Book review: The Devil Wears Prada

This is one of the book turned movie novels that I’ve only gotten around to reading recently.

I enjoyed this movie, but had never thought to pick up the book. I only read it recently, and I’m glad I did.

With summer upon us (today!), this is a great summer read.

Andie is a recent college graduate, seeking a job in journalism in New York City. The search isn’t going very well until she interviews at the fictional “fashion Bible” Runway magazine for a position as assistant to the legendary fashion editor, Miranda Priestly.

With little interest in fashion, Andie nevertheless willingly accepts the position (“The job a million girls would kill for”), believing it will be a springboard to her real dream job in journalism.

She expects tough.

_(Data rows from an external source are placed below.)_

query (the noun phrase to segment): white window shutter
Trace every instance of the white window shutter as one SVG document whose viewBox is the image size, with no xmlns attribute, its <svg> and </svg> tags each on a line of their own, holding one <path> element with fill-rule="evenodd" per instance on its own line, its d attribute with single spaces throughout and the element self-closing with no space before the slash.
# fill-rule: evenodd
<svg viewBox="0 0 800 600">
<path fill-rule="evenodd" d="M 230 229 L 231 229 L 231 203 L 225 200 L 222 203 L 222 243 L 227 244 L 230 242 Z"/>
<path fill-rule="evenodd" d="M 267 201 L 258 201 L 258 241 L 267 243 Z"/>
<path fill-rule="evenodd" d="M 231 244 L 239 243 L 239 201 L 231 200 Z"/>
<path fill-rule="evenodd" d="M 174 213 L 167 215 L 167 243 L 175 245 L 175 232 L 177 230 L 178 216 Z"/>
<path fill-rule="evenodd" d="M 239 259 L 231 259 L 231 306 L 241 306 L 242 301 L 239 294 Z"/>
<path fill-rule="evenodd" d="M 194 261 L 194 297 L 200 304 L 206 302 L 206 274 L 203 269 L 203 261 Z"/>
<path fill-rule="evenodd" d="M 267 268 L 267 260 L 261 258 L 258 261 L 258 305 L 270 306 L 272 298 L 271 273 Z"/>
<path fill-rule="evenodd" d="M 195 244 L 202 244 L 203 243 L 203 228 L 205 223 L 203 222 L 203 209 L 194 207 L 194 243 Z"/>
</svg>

She expects demanding. She expects a steep learning curve. But she’s totally unprepared for the abuse she will put up with on a daily basis to please her psychopathic boss.

True, unlike most bosses from hell, Miranda at least heaps on the abuse with a gentle voice and clad in a stylish wardrobe. But as readers, we’re just waiting for the other Manolo to drop and Andie to get the heck out of Dodge and give up her stint at indentured servitude, albeit in great clothes.

I speak as someone who really enjoyed the movie, but who still recognizes Hollywood’s unique talent for ruining a good story.

They did in this case.

Meryl Streep is brilliant in the role of Miranda Priestly, but her character has a kindness about her (buried deep, but still there) that leaves viewers with that distinct, Hollywood screenplay feel.

I preferred the cruel, narcissistic novel version, and since half of the fun is our knowledge that this is a fictionalized version of the author’s own experience working as an editorial assistant for the “real” Runway, the book version of the editor/boss-from-hell rings much more true. That’s the version I would have preferred in the film.

Enjoy this glimpse into the fashion world … from a safe distance. And, Schadenfreude anyone? Be very, very grateful Miranda’s not your boss.